Compiler Optimization Through Machine Learning
Consider a problem in the PACE context: Given a program, a
target platform and a compiler, predict a good compiler configuration,
i.e., a good sequence of
optimizations which yields fast
execution for the program (or other advantageous properties, such as minimum
memory need). The sequence of optimizations that yields fast execution (optimum
performance, in general) depends on
- the characteristics of the program being
compiled,
- the characteristics of the target system, and
- the characteristics of the compiler.
A human designer uses past experience to achieve this
optimization, by remembering and applying a good configuration of compiler flag settings used for
similar programs encountered before; or by constructing a good configuration of
settings based on trial runs of the program of interest. Thus the success of
the designer depends on his or her ability to remember past experience, on the
ability to distill, abstract, and generalize knowledge from past experience,
and on the ability to spot patterns in a complex multidimensional space. This, in itself, is a formidable task.

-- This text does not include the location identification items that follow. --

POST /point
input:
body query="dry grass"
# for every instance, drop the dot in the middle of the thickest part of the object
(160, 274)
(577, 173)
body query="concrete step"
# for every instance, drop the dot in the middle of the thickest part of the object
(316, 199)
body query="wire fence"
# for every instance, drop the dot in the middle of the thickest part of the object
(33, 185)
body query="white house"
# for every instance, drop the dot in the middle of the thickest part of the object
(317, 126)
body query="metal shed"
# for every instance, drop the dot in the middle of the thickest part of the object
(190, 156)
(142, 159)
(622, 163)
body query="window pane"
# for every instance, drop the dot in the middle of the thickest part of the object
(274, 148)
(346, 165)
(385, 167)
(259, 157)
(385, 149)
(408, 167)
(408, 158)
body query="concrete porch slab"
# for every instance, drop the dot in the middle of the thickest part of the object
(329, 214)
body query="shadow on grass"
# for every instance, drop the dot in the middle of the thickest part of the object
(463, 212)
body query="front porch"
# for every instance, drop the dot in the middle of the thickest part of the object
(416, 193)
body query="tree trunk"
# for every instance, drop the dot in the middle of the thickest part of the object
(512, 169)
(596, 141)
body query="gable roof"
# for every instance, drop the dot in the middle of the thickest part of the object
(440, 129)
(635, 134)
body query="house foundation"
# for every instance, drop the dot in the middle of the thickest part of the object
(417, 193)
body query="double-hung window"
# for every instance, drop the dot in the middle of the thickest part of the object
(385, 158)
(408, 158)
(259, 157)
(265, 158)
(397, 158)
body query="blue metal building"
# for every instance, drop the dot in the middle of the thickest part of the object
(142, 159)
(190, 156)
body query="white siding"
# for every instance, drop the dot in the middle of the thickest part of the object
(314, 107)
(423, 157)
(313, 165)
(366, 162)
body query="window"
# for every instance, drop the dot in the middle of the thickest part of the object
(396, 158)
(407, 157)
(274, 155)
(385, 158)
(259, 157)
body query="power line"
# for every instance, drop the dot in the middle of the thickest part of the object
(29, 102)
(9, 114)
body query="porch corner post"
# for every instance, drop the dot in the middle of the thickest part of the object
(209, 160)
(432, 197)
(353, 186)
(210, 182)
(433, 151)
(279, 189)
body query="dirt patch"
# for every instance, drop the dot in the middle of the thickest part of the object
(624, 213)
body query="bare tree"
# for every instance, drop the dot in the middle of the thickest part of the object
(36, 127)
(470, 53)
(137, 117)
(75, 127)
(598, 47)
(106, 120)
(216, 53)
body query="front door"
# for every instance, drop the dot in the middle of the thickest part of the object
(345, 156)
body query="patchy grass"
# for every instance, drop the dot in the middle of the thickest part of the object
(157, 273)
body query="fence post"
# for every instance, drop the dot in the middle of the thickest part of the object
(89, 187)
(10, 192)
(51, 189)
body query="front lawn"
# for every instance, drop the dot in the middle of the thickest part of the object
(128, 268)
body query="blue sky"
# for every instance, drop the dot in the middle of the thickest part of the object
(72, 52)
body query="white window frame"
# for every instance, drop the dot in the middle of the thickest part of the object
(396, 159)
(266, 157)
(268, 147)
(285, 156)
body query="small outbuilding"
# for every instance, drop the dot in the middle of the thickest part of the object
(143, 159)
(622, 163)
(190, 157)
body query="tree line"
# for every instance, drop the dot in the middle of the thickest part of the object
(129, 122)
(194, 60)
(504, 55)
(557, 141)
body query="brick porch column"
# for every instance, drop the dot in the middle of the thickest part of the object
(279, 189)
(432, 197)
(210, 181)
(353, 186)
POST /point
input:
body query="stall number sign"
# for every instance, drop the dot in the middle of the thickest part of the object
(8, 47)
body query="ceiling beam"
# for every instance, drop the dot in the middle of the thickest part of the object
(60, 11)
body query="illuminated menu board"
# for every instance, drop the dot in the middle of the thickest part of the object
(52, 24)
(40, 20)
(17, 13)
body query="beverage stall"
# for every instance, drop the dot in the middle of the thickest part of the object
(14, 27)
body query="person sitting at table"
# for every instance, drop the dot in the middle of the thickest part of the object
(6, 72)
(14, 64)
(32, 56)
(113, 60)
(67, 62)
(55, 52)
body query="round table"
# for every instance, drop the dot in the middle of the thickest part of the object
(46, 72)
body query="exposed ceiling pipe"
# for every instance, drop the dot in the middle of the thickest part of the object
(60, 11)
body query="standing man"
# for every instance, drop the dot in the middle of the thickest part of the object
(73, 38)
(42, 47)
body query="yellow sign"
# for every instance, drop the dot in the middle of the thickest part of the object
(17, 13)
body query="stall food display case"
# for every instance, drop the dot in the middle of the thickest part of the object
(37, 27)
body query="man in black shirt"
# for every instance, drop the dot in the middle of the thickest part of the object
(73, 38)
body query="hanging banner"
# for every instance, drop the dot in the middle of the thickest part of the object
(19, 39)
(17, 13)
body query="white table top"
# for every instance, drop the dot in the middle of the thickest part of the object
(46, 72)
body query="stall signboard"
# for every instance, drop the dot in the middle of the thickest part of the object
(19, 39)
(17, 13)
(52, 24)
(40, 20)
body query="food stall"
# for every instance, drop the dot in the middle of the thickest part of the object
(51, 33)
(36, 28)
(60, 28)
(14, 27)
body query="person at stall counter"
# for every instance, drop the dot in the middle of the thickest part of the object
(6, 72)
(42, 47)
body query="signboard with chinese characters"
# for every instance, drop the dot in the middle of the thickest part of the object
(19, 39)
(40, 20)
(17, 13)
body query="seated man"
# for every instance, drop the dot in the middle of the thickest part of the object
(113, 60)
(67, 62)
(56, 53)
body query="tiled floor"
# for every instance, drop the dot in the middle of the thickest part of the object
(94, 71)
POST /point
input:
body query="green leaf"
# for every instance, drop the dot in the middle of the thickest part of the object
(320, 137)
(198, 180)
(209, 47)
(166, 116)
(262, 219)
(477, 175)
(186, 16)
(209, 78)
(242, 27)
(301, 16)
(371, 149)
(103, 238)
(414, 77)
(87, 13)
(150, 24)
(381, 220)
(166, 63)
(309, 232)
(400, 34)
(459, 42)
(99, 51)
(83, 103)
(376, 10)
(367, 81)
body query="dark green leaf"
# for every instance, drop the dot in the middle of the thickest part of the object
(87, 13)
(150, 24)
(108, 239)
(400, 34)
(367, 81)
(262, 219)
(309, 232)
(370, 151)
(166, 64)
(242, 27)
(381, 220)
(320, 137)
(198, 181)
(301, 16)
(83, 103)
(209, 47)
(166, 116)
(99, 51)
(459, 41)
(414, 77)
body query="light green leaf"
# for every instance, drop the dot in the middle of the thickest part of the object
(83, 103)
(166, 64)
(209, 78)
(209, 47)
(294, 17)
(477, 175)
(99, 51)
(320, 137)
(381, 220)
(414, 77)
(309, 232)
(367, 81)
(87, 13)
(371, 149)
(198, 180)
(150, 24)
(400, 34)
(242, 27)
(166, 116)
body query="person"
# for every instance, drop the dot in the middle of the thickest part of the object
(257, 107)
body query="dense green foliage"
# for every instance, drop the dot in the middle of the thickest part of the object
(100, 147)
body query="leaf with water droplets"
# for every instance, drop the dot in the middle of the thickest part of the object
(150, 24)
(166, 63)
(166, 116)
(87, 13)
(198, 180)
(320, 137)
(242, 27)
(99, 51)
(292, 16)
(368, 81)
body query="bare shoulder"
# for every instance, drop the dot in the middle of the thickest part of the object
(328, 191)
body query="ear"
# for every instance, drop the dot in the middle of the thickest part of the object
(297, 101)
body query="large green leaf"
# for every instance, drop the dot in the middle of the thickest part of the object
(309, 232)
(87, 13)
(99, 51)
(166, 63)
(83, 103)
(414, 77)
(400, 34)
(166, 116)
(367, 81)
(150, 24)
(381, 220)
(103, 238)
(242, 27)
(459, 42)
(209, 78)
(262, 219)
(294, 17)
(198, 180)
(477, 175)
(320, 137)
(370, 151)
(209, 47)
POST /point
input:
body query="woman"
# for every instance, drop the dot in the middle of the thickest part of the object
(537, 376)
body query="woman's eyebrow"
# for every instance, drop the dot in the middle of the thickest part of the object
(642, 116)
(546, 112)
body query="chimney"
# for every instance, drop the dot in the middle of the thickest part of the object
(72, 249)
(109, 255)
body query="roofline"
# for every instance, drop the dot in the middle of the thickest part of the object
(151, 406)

Furthermore, all this experience and knowledge might become irrelevant if the
target platform changes, and it would involve massive effort to re-acquire the
relevant knowledge. The extremely large parameter spaces compiler optimization
tasks should ideally work with for knowledge extraction, make this problem
intractable for the human mind.
Automation is needed to effectively and efficiently characterize the
interactions between programs, platforms, and compilers, and their relations to
observed performance in a complex system that evolves over time.

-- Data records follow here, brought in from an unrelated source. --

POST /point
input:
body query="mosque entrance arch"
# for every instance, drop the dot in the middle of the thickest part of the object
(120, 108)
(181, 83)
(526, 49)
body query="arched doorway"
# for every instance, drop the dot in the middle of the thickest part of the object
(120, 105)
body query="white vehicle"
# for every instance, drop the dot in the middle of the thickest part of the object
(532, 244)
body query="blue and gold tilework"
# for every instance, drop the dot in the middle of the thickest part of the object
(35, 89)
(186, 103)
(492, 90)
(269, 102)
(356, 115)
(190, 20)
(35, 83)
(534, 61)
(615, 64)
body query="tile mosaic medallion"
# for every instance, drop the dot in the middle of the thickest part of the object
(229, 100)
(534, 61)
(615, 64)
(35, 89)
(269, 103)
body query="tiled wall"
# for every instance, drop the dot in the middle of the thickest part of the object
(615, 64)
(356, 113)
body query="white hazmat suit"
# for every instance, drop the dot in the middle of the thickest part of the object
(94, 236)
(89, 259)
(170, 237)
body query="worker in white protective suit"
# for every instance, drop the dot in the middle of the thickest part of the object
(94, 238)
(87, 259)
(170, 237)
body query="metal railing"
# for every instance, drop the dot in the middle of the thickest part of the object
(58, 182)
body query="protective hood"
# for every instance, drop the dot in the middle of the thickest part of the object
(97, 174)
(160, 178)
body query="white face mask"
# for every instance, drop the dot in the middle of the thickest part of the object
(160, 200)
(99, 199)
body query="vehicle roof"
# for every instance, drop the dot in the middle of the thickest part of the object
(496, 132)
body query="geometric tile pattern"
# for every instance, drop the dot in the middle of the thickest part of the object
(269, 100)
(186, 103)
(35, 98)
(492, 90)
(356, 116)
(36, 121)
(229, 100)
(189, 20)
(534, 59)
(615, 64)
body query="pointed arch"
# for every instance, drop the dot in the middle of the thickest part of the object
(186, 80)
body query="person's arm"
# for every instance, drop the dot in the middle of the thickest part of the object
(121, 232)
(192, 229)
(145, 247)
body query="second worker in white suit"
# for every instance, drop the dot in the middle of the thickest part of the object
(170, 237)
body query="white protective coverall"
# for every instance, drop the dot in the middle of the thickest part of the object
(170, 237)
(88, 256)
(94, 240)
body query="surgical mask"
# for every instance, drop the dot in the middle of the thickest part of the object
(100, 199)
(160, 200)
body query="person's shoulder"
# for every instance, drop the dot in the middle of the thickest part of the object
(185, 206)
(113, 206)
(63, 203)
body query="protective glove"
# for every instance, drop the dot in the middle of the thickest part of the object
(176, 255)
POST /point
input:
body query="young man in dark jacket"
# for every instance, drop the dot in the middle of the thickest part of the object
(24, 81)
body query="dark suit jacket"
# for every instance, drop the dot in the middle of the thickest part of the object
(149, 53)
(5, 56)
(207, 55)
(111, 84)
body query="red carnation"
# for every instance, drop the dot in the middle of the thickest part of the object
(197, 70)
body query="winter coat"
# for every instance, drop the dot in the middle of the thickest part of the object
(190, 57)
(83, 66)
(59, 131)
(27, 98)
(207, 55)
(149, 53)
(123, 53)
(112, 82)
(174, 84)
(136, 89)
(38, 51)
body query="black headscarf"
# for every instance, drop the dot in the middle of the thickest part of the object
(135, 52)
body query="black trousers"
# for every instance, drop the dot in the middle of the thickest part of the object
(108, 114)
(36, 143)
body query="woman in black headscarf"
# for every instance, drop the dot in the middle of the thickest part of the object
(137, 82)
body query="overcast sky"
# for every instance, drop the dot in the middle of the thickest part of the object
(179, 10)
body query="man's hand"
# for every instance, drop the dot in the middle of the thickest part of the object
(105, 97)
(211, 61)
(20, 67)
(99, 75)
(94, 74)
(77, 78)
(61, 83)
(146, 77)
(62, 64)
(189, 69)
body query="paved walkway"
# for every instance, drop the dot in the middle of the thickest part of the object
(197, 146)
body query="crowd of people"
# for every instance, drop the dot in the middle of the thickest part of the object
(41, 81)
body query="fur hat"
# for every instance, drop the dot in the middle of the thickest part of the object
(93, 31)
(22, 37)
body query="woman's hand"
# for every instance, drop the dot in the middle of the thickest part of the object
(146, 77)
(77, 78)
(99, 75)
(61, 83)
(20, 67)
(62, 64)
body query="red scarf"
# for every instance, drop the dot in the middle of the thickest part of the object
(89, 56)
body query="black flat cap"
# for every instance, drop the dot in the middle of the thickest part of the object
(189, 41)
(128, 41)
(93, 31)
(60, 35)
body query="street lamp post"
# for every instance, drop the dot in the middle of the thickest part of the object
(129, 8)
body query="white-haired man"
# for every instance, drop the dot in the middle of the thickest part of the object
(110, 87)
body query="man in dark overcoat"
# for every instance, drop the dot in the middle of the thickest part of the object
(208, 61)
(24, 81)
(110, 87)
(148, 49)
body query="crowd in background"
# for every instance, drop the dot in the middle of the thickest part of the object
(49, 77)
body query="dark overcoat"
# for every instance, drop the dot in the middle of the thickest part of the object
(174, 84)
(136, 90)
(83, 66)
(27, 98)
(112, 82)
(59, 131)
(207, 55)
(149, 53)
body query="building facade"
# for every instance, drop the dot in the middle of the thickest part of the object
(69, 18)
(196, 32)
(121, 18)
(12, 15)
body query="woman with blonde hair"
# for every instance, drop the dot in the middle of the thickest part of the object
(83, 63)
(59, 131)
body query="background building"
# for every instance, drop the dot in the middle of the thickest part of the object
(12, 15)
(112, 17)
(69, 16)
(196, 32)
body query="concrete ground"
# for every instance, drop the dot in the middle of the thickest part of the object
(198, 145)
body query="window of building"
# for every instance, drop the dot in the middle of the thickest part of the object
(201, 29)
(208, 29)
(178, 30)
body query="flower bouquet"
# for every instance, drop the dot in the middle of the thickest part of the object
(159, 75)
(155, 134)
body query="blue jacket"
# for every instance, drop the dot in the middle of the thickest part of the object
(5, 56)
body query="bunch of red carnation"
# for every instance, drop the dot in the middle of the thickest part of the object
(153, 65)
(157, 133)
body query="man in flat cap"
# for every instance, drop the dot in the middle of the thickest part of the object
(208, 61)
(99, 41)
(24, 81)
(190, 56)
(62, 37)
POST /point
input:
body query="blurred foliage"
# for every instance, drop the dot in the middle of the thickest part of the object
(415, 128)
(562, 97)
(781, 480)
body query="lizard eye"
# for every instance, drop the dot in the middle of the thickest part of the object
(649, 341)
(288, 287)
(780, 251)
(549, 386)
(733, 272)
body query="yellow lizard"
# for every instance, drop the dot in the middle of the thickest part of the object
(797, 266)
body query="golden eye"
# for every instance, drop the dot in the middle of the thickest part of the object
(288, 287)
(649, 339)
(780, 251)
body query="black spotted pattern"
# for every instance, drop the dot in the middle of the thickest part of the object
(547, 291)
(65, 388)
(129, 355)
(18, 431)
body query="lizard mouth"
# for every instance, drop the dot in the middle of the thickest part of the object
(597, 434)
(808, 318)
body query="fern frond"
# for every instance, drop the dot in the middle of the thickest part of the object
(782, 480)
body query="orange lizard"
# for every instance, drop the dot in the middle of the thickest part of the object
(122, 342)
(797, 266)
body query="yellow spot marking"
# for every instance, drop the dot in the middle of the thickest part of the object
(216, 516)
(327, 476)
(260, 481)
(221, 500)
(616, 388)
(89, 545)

Machine Learning aims to develop models of such complex
relationships by learning from available data (past experience or from
controlled experiments). The
learned models facilitate discovery of complex patterns and / or recognition of
patterns of known characters, in huge, unorganized high-dimensional parameter
spaces, thereby making the optimization task tractable and aiding in intelligent
decision making.
The Machine Learning Group of the PACE effort is concerned
with developing techniques to learn from the complex multidimensional data
spaces that characterize the interactions between programs, target system, and
compiler optimizations. The result of the learning -- the knowledge, captured in learned models
of relevant optimization scenarios -- can then be deployed and used in a variety of PACE related tasks such as
program optimization (for speed, for memory usage, etc.), or for resource characterization.
Moreover, with certain machine learning techniques, the models deployed after initial satisfactory training could learn continuously in a run-time environment. This not only enables their use as oracles, but also allows ongoing improvement of their knowledge based on feedback about optimization success. Thus the central objective of the PACE project,
which is to provide portable performance across a wide range of new and old
systems, and to reduce the time required to produce high-quality compilers for
new computer systems, can greatly be helped through machine learning
approaches.
Machine Learning
for compiler optimization is a relatively new area, with much unexplored
territory, which reflects the complexity of the associated challenges in both
compiler optimization and applicable Machine Learning algorithms, as well as
the large opportunities to develop new technologies for automation of code
optimization. The mission of the PACE Machine Learning Group is to respond to these
challenges and opportunities.